Why SHA-1 Is Dead: New Prefix Collision Attack Signals Its End
A recent $100k research effort demonstrated a prefix collision attack on SHA-1, proving that attackers can forge signed documents and TLS certificates, and highlighting why the cryptographic community must retire SHA-1 in favor of stronger hash algorithms.
Last week a team of researchers from Singapore and France spent under $100,000 to achieve the first prefix‑collision attack on SHA‑1, allowing an attacker to freely choose the prefixes of two colliding messages. This makes it feasible to forge SHA‑1‑signed documents, including commercial files and TLS certificates.
SHA‑1 is a hash algorithm primarily used for digital signatures, converting a message into a fixed‑length fingerprint that verifies integrity. In theory, different messages should never produce the same hash, but a collision occurs when they do, enabling attackers to substitute malicious files for legitimate ones.
The End of the SHA‑1 Era
In 2017 Google released two different PDF files (PDF1 and PDF2) that shared the same SHA‑1 hash, a collision known as the “SHAttered” attack. The attack was 100,000 times faster than brute‑force methods and cost only about $110,000 on Amazon’s cloud platform.
Today the SHA‑1 standard, once widely used for digital signatures, file integrity verification, and protecting digital assets such as credit‑card transactions and software updates, has been proven capable of producing colliding PDF files.
Still Widely Used
Despite warnings years ago about SHA‑1’s weaknesses, many SSL/TLS services still rely on it as a basic cryptographic primitive.
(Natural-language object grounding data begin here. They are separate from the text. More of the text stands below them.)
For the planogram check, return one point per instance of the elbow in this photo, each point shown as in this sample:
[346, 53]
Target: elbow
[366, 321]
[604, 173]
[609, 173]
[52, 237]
Android system apps, upgrade packages, bootloaders, and other modules often use RSA + SHA‑1 for signing.
Any application that depends on SHA‑1 for digital certificates, email PGP/GPG signatures, software signing, ISO checksums, deduplication, Git repositories, and similar uses may be vulnerable.
Stop Using SHA‑1 Immediately
Major browsers such as Chrome, Firefox, and Safari stopped trusting SHA‑1‑signed HTTPS certificates at the beginning of 2017. Yet in February 2017 about 110,000 SHA‑1 certificates (0.7 % of all public certificates) were still in use.
Security researchers and companies have been urging developers to replace SHA‑1 for years; the recent collision attack should serve as a final warning.
Alternative hash algorithms such as SHA‑224, SHA‑256, SHA‑384, SHA‑512, SHA‑512/224, SHA‑512/256 have been available since 2001, and China’s SM3 algorithm has also proven secure.
In summary, any product that still uses SHA‑1 for message digests should migrate to these stronger hash functions without delay.